5 Coaching Tips for Maintaining Intensity in Training
All teams are at risk of running into a moment in their season when intensity in training starts to wane, be it from fatigue, injuries to members of the team, or potentially a run of bad results that zap the energy from the squad, creating negative clouds in the atmosphere.
This can happen to any team at any level, and there are ways to correct it if you go about it in the right way.
Here are five ideas for maintaining intensity in your training sessions.
1. Remind Players of Their Goals
If you've started out your preseason and early practices the right way, and made sure that all players on the team have written down their individual and team goals, mid-way through the season when intensity starts to go missing is a great time to pull out a few of the player's goal-papers and have them read aloud to the squad.
It might seem like a loss of valuable practice time, but representing the goals in the group setting is a good method for reinvigorating the competitive fire needed to reach the goals the players set for themselves.
2. Reward Effort
Competition can and should be incorporated into many of the drills or small-sided-games you put your team through, reward the "winning" team with kudos and plaudits, and make the group that lost do work, like quick sets of push-ups or sit-ups.
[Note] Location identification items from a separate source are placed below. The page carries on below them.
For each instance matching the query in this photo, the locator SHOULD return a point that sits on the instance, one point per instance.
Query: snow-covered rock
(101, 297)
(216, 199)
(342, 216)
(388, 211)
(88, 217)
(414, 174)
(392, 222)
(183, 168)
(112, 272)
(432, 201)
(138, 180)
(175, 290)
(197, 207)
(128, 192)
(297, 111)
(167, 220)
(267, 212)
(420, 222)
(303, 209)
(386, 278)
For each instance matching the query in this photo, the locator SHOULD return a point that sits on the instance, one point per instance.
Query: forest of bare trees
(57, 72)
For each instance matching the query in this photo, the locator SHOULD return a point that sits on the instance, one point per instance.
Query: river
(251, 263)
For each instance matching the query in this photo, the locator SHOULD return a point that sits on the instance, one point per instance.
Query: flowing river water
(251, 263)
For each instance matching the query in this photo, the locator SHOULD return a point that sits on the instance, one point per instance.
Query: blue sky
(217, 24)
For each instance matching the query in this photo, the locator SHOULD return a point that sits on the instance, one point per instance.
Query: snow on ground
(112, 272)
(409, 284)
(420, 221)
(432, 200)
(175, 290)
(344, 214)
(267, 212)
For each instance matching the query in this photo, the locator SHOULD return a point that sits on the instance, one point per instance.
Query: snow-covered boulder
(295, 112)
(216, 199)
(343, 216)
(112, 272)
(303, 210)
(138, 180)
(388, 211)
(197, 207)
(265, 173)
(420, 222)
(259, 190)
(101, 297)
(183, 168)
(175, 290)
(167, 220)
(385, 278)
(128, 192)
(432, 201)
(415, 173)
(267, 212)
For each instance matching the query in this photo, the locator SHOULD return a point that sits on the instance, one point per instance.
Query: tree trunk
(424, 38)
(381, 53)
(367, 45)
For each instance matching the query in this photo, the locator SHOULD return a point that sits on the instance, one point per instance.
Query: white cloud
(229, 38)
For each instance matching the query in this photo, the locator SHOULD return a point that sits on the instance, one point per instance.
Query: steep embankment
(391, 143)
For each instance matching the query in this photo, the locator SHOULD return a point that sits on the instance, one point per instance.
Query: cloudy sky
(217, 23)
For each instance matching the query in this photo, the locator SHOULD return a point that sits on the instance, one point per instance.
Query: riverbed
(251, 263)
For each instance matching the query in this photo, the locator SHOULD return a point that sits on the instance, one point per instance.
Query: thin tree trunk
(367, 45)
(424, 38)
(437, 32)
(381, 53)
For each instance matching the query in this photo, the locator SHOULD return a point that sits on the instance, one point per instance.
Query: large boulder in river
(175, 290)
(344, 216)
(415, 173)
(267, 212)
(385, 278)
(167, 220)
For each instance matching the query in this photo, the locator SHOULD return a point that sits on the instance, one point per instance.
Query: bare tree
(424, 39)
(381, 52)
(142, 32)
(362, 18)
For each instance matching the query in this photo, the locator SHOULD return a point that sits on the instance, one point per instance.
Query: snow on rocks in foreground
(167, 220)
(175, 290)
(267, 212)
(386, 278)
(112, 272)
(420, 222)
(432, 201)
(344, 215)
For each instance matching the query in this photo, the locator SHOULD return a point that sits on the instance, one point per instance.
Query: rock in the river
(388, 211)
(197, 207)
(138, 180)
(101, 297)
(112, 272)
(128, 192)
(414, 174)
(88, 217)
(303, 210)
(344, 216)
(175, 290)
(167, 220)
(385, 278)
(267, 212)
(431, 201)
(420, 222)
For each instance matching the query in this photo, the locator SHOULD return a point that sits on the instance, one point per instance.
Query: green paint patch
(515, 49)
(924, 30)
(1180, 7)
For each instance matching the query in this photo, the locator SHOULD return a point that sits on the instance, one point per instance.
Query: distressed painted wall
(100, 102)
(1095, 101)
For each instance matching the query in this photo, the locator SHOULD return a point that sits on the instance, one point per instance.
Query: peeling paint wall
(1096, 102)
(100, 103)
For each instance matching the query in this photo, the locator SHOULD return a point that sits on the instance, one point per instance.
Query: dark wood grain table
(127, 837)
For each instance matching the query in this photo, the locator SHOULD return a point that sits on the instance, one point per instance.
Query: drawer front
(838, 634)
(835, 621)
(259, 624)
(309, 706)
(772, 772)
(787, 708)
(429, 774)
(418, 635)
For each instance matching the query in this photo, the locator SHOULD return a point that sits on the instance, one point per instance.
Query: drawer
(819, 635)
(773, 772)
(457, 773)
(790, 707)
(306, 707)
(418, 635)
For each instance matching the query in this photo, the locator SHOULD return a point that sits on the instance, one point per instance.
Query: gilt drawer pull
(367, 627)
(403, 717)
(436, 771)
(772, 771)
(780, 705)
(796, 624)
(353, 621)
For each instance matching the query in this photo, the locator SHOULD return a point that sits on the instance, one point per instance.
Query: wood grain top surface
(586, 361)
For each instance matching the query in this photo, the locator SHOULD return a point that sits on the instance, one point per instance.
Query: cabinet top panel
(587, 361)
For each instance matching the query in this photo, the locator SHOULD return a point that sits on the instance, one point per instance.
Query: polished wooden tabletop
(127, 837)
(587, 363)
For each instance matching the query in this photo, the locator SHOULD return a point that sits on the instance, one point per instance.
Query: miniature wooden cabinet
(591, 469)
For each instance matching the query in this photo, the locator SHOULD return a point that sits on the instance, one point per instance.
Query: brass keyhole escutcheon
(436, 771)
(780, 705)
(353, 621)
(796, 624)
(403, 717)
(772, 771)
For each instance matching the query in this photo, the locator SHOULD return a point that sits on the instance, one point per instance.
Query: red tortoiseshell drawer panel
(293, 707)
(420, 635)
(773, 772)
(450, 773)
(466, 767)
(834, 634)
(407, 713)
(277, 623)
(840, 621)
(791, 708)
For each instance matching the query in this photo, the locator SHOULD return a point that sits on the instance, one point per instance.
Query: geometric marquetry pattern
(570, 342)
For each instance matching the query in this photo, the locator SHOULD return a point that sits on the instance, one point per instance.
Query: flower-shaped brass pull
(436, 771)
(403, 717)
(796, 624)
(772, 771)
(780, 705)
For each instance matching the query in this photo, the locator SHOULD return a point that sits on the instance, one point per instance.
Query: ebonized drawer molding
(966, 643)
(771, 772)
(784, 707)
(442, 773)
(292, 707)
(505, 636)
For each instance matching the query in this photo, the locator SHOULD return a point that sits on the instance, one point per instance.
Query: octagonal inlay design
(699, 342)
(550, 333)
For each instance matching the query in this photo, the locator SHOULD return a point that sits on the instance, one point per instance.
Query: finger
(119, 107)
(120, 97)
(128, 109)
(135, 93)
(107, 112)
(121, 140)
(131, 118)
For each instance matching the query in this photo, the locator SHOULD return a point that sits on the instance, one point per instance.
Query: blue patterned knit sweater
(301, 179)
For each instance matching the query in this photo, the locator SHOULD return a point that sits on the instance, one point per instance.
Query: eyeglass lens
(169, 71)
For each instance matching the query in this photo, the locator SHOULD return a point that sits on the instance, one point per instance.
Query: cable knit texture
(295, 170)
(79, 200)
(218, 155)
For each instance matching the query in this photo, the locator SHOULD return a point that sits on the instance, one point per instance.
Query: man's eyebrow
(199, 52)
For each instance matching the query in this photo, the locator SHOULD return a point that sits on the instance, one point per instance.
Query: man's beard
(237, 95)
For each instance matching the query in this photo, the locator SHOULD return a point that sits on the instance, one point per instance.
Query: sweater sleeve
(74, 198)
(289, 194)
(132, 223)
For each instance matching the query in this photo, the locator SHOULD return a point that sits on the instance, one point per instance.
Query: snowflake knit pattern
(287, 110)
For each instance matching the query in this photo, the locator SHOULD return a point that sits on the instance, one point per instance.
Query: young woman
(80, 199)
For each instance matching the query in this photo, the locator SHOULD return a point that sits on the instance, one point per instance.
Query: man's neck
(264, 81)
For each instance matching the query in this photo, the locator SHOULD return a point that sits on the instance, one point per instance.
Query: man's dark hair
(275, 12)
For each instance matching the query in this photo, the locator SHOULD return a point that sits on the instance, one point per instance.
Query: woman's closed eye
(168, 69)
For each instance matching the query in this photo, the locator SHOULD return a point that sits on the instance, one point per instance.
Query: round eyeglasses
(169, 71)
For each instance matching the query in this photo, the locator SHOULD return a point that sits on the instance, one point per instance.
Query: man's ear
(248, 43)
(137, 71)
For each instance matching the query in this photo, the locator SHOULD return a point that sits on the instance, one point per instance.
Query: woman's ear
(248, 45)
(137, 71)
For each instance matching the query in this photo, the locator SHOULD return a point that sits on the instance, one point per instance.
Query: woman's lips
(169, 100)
That way you'll raise the expectation for effort and the players will put more work into the tasks at hand.
3. Connect Playing Time to Training Well
It's pretty basic, remind your players that if they want to be starters for your competitive team, or get big minutes during games that matter, there is a direct correlation to those desires and the amount of work and effort put into training.
Remind your players that those who are engaged at game speed, with game intensity, are the players that will stand-out and be called upon to represent the Club on match day.
4. Seek out Leaders
You may have already selected Captains for your squad, and plan on keeping them as such for the whole season, but it's always important to keep an eye on what kind of energy and importance your leaders have at the mid-way point in the season.
The initial luster of being selected as Captain can fade when things aren't going well, or even when they are, but true leaders step up the most in these moments.
It would serve your team well if you let all the players know that leaders are wanted, and always welcomed, and that no matter who wears the armband, leadership can and should come from multiples sources on the team.
5. Offer Stories of Great Inspiration
There are millions of people who go through testing situations every single day of their lives.
It's good to remind your players how lucky they are, and to remind them that there are thousands of young soccer players in the world who would give anything for the chances that they have.
Kids all around the world face hardship, so remind your players to be thankful for being selected for a fun competitive sports team, and to honor the game for those that aren't as fortunate by being fully committed and engaged with the sport each and every practice or game.